Well, we’re trying to figure that out. Zcash has changed a bit since OMR was first published (we have Orchard Actions now, for example). There are design decisions we would have to make about the Zcash protocol in order to support OMR, and other compatibility, design, and UX questions we’d have to address. Such as:
- How backwards compatible is this?
- Requires an updated key/address (see below), but also new changes to shielded transactions, specifically the inclusion of 956 bytes of clue data per shielded transaction (or specifically per description: Sapling Output, may need to be updated for Orchard Actions). This is okay but requires a network upgrade and coordination between node and wallet developers. It also increases the transaction size, in addition to the larger Orchard Actions from NU5.
- “It would be the cleanest to extend the transaction format with a dedicated clue field,” according to the OMR paper. The clue is 1KB per spend.
- Do I need to generate new keys and a new address?
- Well, kind of. You need to generate a new clue key to be part of the address, so with Unified Addresses, this can be a new extension with existing Sapling/Orchard key material, but the Unified Address will look different. This clue key uses a different type of cryptography from the Sapling/Orchard keys so we can’t reuse the other keys to support Oblivious Message Retrieval.
- Per the constructions proposed in the OMR paper, the clue key is 133KB. That’s right, kilobytes (thanks, lattices!) This is too big for a regular QR code encoding, or hex/ascii string, but, an alternative that should work in the Unified Address framework, and instead of having the full clue key inlined in the address, we encode and inline a link to and hash of the clue key, and fetch it from somewhere else. The clue key is a ~public key.
- How can we maintain trust and anonymity if we host OMR keys on another platform? Key transparency?
- When you set up a full node to do OMR detection for you, you generate and upload a detection key. This key is not part of your address. It is even larger than the clue key, at ~129MB (yes, megabytes). This is a one-time upload for recipients, but full nodes will have to keep them per-recipient as long as they are privately scanning for that user. The Zcash mainnet chain is coming up on 100GB in size, and storage is relatively cheap, but this does mean adding another recipient client as a full node has non-negligible storage costs as well as the computation costs, and the clue key size may restrict the number of addresses that can be detected live together, as some use cases involve hundreds or thousands of keys.
- What about diversified addresses?
- OMR clue keys are diversifiable, so that property of unlinkable keys is maintained; incoming payments sent to any of a user’s (multiple) diversified addresses can be retrieved and spent using a single key tuple.
- How much compute does this require from full node operators?
- “∼$1.02 per million payments scanned (for each recipient served), using commodity cloud computing,” according to the OMR paper.
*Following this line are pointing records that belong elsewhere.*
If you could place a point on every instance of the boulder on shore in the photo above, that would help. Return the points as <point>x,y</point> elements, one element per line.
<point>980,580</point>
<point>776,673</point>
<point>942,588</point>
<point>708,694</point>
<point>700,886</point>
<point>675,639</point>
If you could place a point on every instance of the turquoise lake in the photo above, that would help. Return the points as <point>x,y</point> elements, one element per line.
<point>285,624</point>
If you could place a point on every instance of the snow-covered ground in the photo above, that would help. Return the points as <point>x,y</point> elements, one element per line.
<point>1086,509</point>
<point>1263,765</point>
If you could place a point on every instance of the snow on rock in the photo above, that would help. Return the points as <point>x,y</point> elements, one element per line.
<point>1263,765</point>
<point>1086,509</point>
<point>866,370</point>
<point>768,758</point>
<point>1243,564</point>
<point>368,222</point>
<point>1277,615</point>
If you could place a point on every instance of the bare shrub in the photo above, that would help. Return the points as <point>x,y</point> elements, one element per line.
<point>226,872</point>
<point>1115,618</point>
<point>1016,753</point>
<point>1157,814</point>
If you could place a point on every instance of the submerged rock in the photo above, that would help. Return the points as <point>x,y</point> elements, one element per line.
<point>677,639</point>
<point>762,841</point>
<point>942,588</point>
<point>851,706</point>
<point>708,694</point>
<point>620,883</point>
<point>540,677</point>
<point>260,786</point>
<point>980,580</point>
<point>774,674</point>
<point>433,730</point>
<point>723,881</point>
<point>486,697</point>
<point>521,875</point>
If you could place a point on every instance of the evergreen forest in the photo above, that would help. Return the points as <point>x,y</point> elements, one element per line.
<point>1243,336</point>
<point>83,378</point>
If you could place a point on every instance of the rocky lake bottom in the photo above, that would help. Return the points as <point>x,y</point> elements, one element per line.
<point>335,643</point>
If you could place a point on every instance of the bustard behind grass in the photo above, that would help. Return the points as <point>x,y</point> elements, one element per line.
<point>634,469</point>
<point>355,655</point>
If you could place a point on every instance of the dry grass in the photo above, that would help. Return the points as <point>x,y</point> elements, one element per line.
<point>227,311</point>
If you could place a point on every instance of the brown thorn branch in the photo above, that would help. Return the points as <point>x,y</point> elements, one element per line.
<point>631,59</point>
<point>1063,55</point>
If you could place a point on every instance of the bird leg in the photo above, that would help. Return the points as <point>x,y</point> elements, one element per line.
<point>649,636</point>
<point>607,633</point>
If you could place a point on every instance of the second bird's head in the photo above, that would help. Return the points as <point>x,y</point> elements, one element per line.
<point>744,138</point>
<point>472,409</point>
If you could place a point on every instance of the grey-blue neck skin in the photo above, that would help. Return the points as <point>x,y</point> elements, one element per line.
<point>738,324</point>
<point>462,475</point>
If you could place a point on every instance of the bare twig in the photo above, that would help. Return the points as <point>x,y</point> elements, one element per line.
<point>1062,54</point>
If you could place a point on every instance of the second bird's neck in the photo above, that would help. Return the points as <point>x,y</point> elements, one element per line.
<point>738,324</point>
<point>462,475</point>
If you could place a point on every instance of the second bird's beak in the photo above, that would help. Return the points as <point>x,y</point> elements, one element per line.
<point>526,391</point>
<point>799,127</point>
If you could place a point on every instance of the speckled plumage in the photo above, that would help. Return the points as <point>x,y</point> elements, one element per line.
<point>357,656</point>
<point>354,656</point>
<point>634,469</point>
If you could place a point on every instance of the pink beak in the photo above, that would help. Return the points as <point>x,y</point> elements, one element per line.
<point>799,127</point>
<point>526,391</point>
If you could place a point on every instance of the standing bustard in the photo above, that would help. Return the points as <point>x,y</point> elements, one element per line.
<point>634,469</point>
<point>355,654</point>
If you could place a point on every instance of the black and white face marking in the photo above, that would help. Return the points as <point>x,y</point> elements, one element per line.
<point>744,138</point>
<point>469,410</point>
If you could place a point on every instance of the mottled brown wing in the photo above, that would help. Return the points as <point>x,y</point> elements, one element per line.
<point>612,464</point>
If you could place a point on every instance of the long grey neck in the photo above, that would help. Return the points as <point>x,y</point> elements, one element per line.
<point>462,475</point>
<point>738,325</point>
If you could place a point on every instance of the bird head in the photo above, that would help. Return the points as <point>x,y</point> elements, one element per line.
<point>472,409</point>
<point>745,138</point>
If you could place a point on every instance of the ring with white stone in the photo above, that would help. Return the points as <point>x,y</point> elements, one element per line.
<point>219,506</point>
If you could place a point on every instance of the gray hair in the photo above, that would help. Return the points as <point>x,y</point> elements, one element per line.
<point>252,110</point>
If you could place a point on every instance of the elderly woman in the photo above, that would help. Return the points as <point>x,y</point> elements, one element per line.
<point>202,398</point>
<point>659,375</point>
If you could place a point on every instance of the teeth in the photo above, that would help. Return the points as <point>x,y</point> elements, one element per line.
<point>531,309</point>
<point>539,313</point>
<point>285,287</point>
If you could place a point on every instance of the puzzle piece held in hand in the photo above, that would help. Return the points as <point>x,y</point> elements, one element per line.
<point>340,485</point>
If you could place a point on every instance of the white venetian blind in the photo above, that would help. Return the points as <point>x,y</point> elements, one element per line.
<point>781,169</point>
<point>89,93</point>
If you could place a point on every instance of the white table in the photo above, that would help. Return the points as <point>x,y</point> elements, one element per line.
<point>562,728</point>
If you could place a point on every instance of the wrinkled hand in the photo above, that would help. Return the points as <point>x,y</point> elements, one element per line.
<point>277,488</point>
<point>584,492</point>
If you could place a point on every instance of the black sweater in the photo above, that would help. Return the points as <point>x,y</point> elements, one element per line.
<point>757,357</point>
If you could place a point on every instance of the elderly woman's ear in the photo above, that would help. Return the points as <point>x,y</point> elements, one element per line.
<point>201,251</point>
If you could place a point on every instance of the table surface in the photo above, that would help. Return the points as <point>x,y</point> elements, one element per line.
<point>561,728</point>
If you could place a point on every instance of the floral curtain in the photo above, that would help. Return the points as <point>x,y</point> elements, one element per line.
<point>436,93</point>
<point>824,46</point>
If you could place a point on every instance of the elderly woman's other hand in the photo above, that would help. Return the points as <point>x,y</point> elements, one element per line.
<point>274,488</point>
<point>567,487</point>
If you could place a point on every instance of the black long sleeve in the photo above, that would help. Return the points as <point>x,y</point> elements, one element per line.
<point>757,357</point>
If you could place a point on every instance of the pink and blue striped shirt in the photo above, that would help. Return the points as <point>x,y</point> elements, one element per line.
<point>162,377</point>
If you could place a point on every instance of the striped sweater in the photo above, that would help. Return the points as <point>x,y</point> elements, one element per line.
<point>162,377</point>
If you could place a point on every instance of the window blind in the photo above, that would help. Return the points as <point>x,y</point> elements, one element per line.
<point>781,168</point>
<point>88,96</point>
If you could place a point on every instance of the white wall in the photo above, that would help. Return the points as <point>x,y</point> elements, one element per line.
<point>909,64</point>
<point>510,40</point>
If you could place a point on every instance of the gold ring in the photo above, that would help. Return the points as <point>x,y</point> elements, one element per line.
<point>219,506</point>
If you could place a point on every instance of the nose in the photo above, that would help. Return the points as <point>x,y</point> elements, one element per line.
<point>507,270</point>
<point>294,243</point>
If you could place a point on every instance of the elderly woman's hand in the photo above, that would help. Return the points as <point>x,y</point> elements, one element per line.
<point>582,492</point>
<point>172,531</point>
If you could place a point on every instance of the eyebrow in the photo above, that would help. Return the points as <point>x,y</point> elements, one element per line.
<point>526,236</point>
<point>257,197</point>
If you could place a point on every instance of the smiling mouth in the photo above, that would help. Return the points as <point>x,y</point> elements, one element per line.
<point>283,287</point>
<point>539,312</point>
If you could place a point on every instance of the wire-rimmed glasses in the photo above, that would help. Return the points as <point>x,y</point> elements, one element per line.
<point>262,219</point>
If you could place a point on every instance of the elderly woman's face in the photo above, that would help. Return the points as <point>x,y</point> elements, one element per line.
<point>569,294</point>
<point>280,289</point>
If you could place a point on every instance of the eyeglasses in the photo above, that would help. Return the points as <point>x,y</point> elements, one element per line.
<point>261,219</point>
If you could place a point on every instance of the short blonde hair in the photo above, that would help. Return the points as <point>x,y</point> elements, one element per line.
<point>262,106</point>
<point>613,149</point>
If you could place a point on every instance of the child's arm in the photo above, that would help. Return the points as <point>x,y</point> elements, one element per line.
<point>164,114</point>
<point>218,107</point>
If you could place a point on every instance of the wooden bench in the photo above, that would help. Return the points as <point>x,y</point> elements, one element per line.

This is about the whole current Zcash mainnet chain right now so it sounds scalable and affordable to serve multiple recipients.
- If I serve a lot of OMR recipients on one full node, will query latency suffer?
- Hard to say before there is a full implementation to test. Using the subscribe and finalize query model for the general wallet case would indicate it could be quite fast and scale well in general in an async-supporting full node like zebrad.
- This is based on lattices, does that mean it’s post-quantum secure?
- It looks like it, yes!
- How is this different from viewing keys?
- Registering viewing keys (incoming, outgoing, or full) with a full node and having them scan the chain on a user’s behalf gets close to the data flow of OMR, but with one crucial difference: the node can see which shielded transactions you are interested in and addressed to you, and can read the memo field, transaction value, and target address. OMR does not allow this.
If it were possible to deploy OMR without the need for a network update and/or other significant changes (such as addresses), then we would be looking very closely at doing so. However, given the effort involved, we don’t think it’s a priority at this time, and we would want to consider alternative performance improvement approaches (like detection keys).